An overview of attractive nuisances
Homeowners in Florida are required to maintain a safe environment for guests. This means repairing or removing any safety hazards as well as foreseeing hazards. However, this duty of care sometimes extends to unlawful entrants, particularly child trespassers.
According to the concept of an attractive nuisance, there are some structures the very attractiveness of which can pose a danger to children. If this danger is not foreseen, homeowners may be liable for the trespassing child’s injuries. This applies to children below the age of six or seven because such children cannot yet be considered responsible for their actions.
Pools are perhaps the most common example of attractive nuisances, but anything that features water can be considered one. That includes fountains and wells. Homeowners are advised to install a fence around their pool. Fountains could be protected with an alarm. Toys should not be left around the pool.

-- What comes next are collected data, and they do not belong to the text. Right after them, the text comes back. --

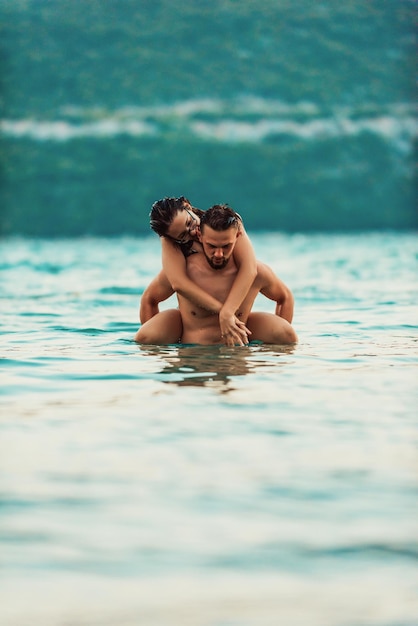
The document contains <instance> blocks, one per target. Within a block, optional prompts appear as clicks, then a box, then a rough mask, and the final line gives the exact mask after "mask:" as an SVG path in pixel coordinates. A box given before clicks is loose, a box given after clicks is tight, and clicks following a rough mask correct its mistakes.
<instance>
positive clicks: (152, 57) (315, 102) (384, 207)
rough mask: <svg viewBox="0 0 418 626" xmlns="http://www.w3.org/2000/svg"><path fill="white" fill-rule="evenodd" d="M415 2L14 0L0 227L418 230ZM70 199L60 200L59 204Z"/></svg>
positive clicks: (5, 81) (5, 72) (5, 42)
mask: <svg viewBox="0 0 418 626" xmlns="http://www.w3.org/2000/svg"><path fill="white" fill-rule="evenodd" d="M415 25H416V2H414V1H413V0H385V1H384V2H382V0H367V2H366V1H365V0H350V1H349V2H338V1H336V0H321V1H320V2H314V1H313V0H298V2H291V1H289V0H263V2H262V10H260V3H258V2H254V0H240V1H239V2H237V1H231V0H212V1H211V2H210V3H209V2H196V0H153V1H146V0H142V1H138V0H123V2H121V1H120V0H106V2H100V0H90V1H89V2H86V1H84V0H71V2H70V1H68V0H49V1H48V2H45V1H41V0H13V1H10V0H0V58H1V83H0V91H1V94H0V95H1V97H0V170H1V181H0V236H6V235H7V236H11V235H25V236H28V237H38V236H39V237H68V236H71V237H74V236H85V235H90V236H93V235H95V236H113V235H135V236H142V235H144V234H148V233H149V223H148V212H149V210H150V207H151V204H152V203H153V202H154V201H155V200H157V199H158V198H161V197H162V196H164V195H168V196H179V195H183V194H184V195H186V196H187V197H188V198H189V199H190V200H191V201H192V203H193V204H194V206H197V207H199V208H202V209H207V208H208V207H209V206H211V205H212V204H215V203H219V202H228V203H229V204H230V205H231V206H232V207H233V208H234V209H236V210H237V211H239V212H240V213H241V214H242V215H243V216H244V217H245V223H246V226H247V228H249V229H251V230H253V231H263V230H264V231H265V230H274V231H275V230H280V231H286V232H289V233H292V232H301V231H305V232H324V231H330V232H335V231H340V232H341V231H343V232H348V231H357V232H360V231H365V230H370V231H373V230H400V231H401V230H415V231H416V230H418V213H417V211H416V205H417V190H416V165H415V164H416V146H417V137H418V115H417V106H416V49H417V31H416V27H415ZM57 207H59V210H57Z"/></svg>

In fact, all toys and playground equipment can be an attractive nuisance. Examples of the latter include swings, zip lines and treehouses. For safety, homeowners may consider laying down a shock-absorbing surface around swings. Treehouses should have a wooden ladder, not a rope ladder. Other attractive nuisances include construction debris, lumber, tools and old appliances. Keeping things out of sight and setting up appropriate warning signs is essential.

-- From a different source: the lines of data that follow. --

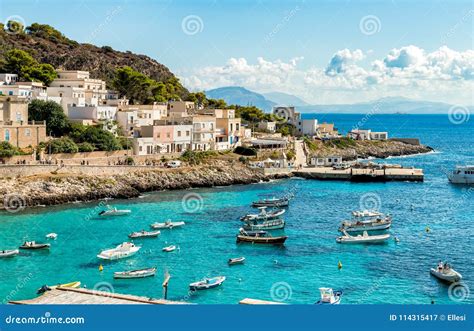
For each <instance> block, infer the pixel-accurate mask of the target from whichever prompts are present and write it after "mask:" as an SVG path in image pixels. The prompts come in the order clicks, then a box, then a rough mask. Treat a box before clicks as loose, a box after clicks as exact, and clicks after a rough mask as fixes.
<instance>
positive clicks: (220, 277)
mask: <svg viewBox="0 0 474 331" xmlns="http://www.w3.org/2000/svg"><path fill="white" fill-rule="evenodd" d="M224 281H225V276H217V277H212V278H204V279H203V280H200V281H197V282H194V283H191V284H189V289H190V290H191V291H199V290H208V289H211V288H215V287H218V286H220V285H221V284H222V283H223V282H224Z"/></svg>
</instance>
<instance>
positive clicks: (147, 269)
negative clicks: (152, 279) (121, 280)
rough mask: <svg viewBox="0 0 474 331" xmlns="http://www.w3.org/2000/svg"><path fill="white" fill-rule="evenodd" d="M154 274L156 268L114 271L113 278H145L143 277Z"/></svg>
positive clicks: (148, 275)
mask: <svg viewBox="0 0 474 331" xmlns="http://www.w3.org/2000/svg"><path fill="white" fill-rule="evenodd" d="M155 274H156V268H147V269H138V270H130V271H120V272H114V278H121V279H128V278H145V277H152V276H154V275H155Z"/></svg>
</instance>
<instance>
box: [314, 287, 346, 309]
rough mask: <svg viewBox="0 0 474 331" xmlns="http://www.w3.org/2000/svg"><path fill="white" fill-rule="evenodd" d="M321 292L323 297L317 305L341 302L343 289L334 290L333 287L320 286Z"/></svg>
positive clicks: (319, 292) (320, 291)
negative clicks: (328, 287)
mask: <svg viewBox="0 0 474 331" xmlns="http://www.w3.org/2000/svg"><path fill="white" fill-rule="evenodd" d="M319 293H320V295H321V299H320V300H319V301H318V302H316V304H317V305H323V304H329V305H338V304H339V303H341V297H342V291H334V290H333V289H332V288H328V287H320V288H319Z"/></svg>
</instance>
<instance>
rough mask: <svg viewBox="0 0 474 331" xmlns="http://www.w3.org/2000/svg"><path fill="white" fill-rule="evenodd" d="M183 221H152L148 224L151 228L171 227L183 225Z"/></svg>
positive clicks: (181, 225)
mask: <svg viewBox="0 0 474 331" xmlns="http://www.w3.org/2000/svg"><path fill="white" fill-rule="evenodd" d="M183 225H184V222H171V221H170V220H168V221H166V222H164V223H153V224H152V225H150V226H151V227H152V228H153V229H173V228H177V227H180V226H183Z"/></svg>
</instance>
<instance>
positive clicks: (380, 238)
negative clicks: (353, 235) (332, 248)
mask: <svg viewBox="0 0 474 331" xmlns="http://www.w3.org/2000/svg"><path fill="white" fill-rule="evenodd" d="M342 233H343V234H344V235H343V236H340V237H337V238H336V242H338V243H340V244H378V243H382V242H384V241H386V240H388V239H389V238H390V234H388V233H386V234H380V235H373V236H369V235H368V234H367V231H364V233H363V234H362V235H360V234H359V235H357V236H351V235H349V234H348V233H347V232H345V231H344V230H343V231H342Z"/></svg>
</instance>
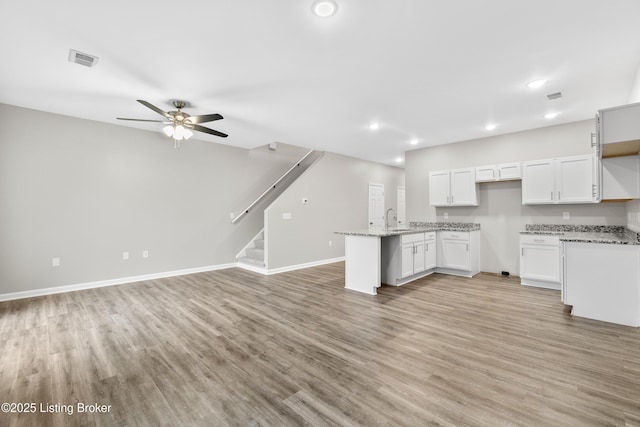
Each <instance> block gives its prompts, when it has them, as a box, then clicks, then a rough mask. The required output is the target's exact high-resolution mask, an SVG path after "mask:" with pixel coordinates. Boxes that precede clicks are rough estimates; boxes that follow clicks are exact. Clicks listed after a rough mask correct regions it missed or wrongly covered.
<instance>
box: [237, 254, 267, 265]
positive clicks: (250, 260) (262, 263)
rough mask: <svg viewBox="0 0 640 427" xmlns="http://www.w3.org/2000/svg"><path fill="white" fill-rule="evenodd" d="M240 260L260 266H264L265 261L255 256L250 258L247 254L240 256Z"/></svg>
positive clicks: (251, 263)
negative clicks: (249, 257)
mask: <svg viewBox="0 0 640 427" xmlns="http://www.w3.org/2000/svg"><path fill="white" fill-rule="evenodd" d="M238 262H241V263H243V264H250V265H255V266H258V267H264V266H265V265H264V261H262V260H259V259H255V258H249V257H246V256H243V257H240V258H238Z"/></svg>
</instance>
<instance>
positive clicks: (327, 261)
mask: <svg viewBox="0 0 640 427" xmlns="http://www.w3.org/2000/svg"><path fill="white" fill-rule="evenodd" d="M341 261H344V257H338V258H330V259H323V260H320V261H312V262H305V263H303V264H296V265H290V266H287V267H278V268H269V269H267V274H268V275H271V274H280V273H286V272H287V271H294V270H302V269H303V268H309V267H317V266H319V265H325V264H333V263H334V262H341Z"/></svg>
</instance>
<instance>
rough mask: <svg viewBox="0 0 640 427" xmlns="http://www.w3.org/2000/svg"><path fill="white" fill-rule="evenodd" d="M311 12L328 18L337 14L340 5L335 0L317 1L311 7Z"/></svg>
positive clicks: (325, 0) (314, 1)
mask: <svg viewBox="0 0 640 427" xmlns="http://www.w3.org/2000/svg"><path fill="white" fill-rule="evenodd" d="M311 10H312V11H313V13H315V14H316V15H318V16H320V17H322V18H327V17H329V16H331V15H333V14H335V13H336V11H337V10H338V4H337V3H336V2H335V1H333V0H316V1H314V2H313V4H312V5H311Z"/></svg>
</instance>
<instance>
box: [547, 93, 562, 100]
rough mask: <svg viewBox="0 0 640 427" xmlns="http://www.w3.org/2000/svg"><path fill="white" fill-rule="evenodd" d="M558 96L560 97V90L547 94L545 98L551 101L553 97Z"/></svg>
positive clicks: (561, 97) (560, 93) (553, 98)
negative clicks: (546, 97) (546, 95)
mask: <svg viewBox="0 0 640 427" xmlns="http://www.w3.org/2000/svg"><path fill="white" fill-rule="evenodd" d="M558 98H562V92H555V93H550V94H549V95H547V99H549V101H553V100H554V99H558Z"/></svg>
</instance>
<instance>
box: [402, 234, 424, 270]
mask: <svg viewBox="0 0 640 427" xmlns="http://www.w3.org/2000/svg"><path fill="white" fill-rule="evenodd" d="M400 244H401V245H402V261H401V264H402V273H401V276H400V277H401V278H402V279H404V278H405V277H409V276H413V275H414V274H418V273H421V272H423V271H424V253H425V250H424V233H416V234H404V235H402V236H400Z"/></svg>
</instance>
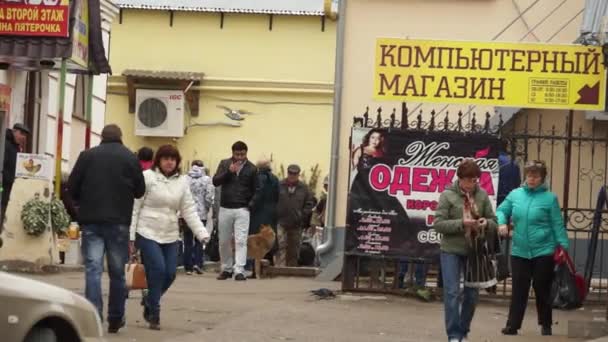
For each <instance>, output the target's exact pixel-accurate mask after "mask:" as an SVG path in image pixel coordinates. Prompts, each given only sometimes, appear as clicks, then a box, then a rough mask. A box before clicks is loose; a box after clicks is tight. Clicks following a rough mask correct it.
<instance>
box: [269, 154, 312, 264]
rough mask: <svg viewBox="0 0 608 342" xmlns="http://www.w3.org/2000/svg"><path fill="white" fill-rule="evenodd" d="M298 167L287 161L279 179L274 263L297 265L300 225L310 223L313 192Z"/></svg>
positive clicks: (300, 235) (302, 228)
mask: <svg viewBox="0 0 608 342" xmlns="http://www.w3.org/2000/svg"><path fill="white" fill-rule="evenodd" d="M300 171H301V170H300V167H299V166H298V165H295V164H294V165H289V167H287V178H285V179H284V180H282V181H281V183H279V204H278V208H277V215H278V218H279V226H278V230H277V240H278V242H279V250H278V253H277V254H276V255H275V265H278V266H289V267H295V266H298V252H299V250H300V243H301V240H302V229H303V228H308V227H309V225H310V214H311V213H312V208H313V207H314V206H315V203H314V197H313V194H312V192H311V191H310V189H309V188H308V186H307V185H306V184H304V183H303V182H302V181H300Z"/></svg>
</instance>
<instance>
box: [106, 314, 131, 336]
mask: <svg viewBox="0 0 608 342" xmlns="http://www.w3.org/2000/svg"><path fill="white" fill-rule="evenodd" d="M125 325H127V322H126V321H125V319H124V317H123V319H122V320H120V321H109V320H108V334H116V333H118V330H120V329H121V328H123V327H124V326H125Z"/></svg>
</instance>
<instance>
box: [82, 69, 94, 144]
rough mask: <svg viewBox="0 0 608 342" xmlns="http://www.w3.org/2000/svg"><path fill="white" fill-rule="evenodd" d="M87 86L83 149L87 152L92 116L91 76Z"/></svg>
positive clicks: (90, 130)
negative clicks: (84, 126)
mask: <svg viewBox="0 0 608 342" xmlns="http://www.w3.org/2000/svg"><path fill="white" fill-rule="evenodd" d="M87 78H88V82H89V83H88V86H87V109H86V111H85V114H84V115H85V116H84V121H85V122H86V125H87V127H86V129H85V134H86V135H85V136H84V149H85V150H88V149H89V148H90V147H91V118H92V115H93V75H88V76H87Z"/></svg>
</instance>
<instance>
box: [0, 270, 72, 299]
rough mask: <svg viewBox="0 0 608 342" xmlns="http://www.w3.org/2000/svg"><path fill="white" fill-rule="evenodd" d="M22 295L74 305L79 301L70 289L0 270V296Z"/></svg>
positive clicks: (33, 298)
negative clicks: (12, 273)
mask: <svg viewBox="0 0 608 342" xmlns="http://www.w3.org/2000/svg"><path fill="white" fill-rule="evenodd" d="M7 295H8V296H12V297H22V298H30V299H37V300H41V301H47V302H53V303H60V304H64V305H75V304H76V303H77V302H80V301H79V300H78V299H79V298H78V295H77V294H75V293H74V292H72V291H69V290H66V289H62V288H60V287H57V286H54V285H49V284H46V283H43V282H40V281H36V280H32V279H28V278H25V277H20V276H16V275H12V274H9V273H6V272H0V297H2V296H7Z"/></svg>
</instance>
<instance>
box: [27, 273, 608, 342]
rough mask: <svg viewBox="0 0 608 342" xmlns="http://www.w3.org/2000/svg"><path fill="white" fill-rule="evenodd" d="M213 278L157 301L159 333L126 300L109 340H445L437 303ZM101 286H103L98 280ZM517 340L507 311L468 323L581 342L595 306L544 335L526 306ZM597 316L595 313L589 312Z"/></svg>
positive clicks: (222, 340) (521, 338) (487, 336)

If a homeowner neglects this duty of care to trespassing children and indirectly causes an accident, he or she may face a premises liability claim. Parents of the injured child may want to see a lawyer to become more familiar with the concept of attractive nuisances. During a case evaluation, the lawyer may determine how strong the case is and how much the parents might be able to recover in damages. They may leave the negotiation of a settlement to their lawyer.